Careful consideration regarding the role of algorithmic systems in medical decision-making is essential to their ethical use, as many of these technologies can increase discrimination in healthcare settings. Further, scholars widely debate the morality of using AI in these settings. Who can be held responsible for an AI-generated decision? Does AI challenge the epistemic authority of medical professionals? Should there be a special degree of explanation owed to decision subjects as moral beings? Thus far, arguments have largely focused on best bias mitigation techniques. However, these alone may be insufficient to capture the host of ethical and epistemic quandaries that accompany AI medical decision-making. 

A study conducted by Matthew Groh, an assistant professor at the Northwestern University Kellogg School of Management, tracked the diagnostic accuracy of dermatologists, primary care physicians, and machine learning models through an analysis of 364 images spanning 46 skin conditions. The results reported that while the machine learning models had a 33% higher rate of diagnostic accuracy, it exacerbated the already large accuracy gap across skintones

“The results reported that while the machine learning models had a 33% higher rate of diagnostic accuracy, it exacerbated the already large accuracy gap across skintones.”

Many thinkers attempting to develop guidelines for the ethical usage of AI in decision-making support the development of “fairness metrics” to mitigate bias in data and correct decision distribution among different groups. There are numerous points within the development, training, and deployment of these models where bias can appear.

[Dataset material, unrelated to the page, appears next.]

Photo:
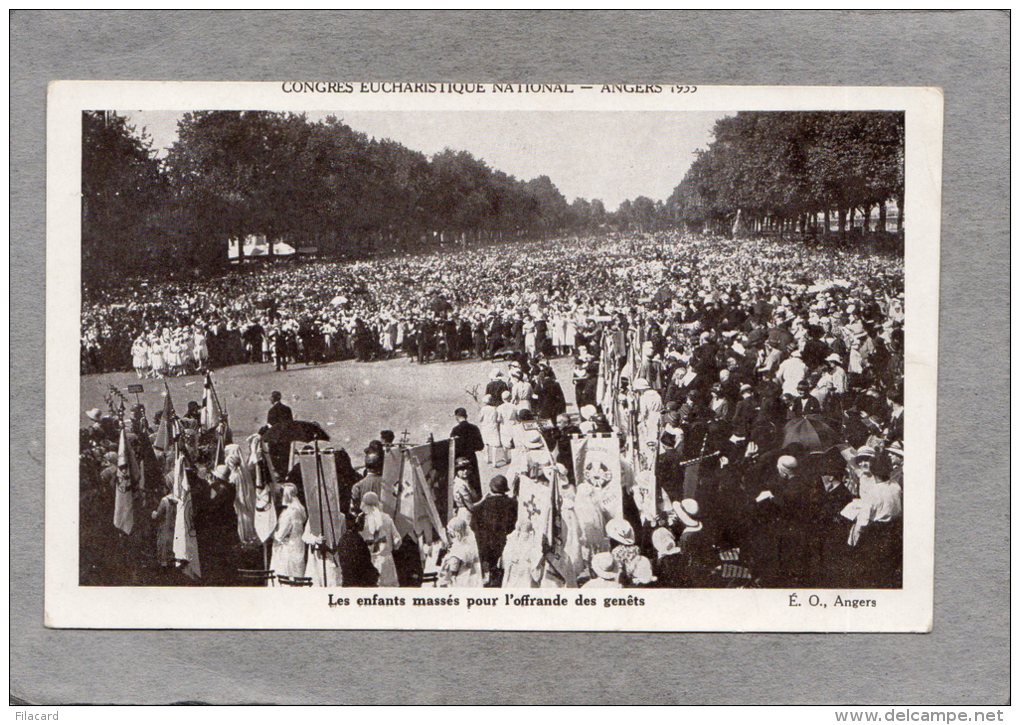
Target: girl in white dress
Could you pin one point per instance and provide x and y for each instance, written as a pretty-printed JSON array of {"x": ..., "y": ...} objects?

Some argue that treating this as a trivial technical problem is insufficient, and greater efforts should be made to understand the complexity and morality of today’s socio-technological environment. Data is a mere representation of external systems and conditions. Because these models are trained on real-world data sets, the biases in our social, political, and economic infrastructure influence their decisions, either directly or indirectly. Trishan Panch, a co-author of a study examining the effects of AI bias on health systems, told the Harvard T.H Chan School of Public Health that “there will probably always be some amount of bias because the inequities that underpin bias are in society already and influence who gets the chance to build algorithms and for what purpose.” 

Since the mechanisms by which these systems make decisions are not fully understood (or are buried beneath the opaque surface), these biases are especially challenging to address. Nonetheless, just because something cannot be seen, doesn’t mean that it’s not there. While the opacity of these systems masks the correlates used to produce a decision, the factors that lead to systemic bias are quite clear. So, to best mitigate algorithmic bias, the social conditions that lead to this must too be addressed. 

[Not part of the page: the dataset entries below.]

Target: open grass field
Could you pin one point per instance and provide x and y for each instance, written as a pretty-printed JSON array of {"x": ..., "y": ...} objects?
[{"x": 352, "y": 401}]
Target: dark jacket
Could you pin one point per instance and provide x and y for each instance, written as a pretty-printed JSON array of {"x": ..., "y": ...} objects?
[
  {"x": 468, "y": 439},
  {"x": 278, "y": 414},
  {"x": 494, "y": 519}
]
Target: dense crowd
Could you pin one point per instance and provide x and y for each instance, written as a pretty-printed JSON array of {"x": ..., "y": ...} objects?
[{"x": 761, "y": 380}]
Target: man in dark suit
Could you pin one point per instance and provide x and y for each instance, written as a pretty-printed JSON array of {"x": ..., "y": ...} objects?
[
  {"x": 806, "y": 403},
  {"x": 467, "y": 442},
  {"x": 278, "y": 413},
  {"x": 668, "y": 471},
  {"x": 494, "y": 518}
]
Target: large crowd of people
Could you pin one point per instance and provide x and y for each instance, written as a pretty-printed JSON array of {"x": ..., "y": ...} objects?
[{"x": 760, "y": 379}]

The ability of algorithmic systems to operate at a scale that contributes to systemic discrimination and injustice is reason enough to tread carefully as these technologies become more widespread. However, it is certainly worth theorizing about how these systems might be used to address the bias that frequently undermines them. Healthcare and society would be remiss not to acknowledge and even look for the glint of opportunity potentiated by these powerful systems. 

“A potential path forward? Panch thinks this ‘will require normative action and collaboration between the private sector, government, academia, and civil society.’ “


A potential path forward? Panch thinks this “will require normative action and collaboration between the private sector, government, academia, and civil society.” There is a unique opportunity to take preemptive action in creating ethical and regulatory guidelines for the widespread use of this technology. Further, understanding the moral underpinnings of implementing these into vastly interconnected institutions can better inform policymakers’ regulatory goals and our own relationship with AI. Ultimately though, rather than looking for a flicker in the darkness to address these ethical dilemmas, one must look at the bigger picture. These systems are a reflection of our societal values, and the healthcare field cannot address complex and intersectional social phenomena alone. Collective action by social, legal, and political entities is necessary to work towards a more equitable environment, especially in healthcare. Only then can healthcare move forward intentionally and responsibly with this technology.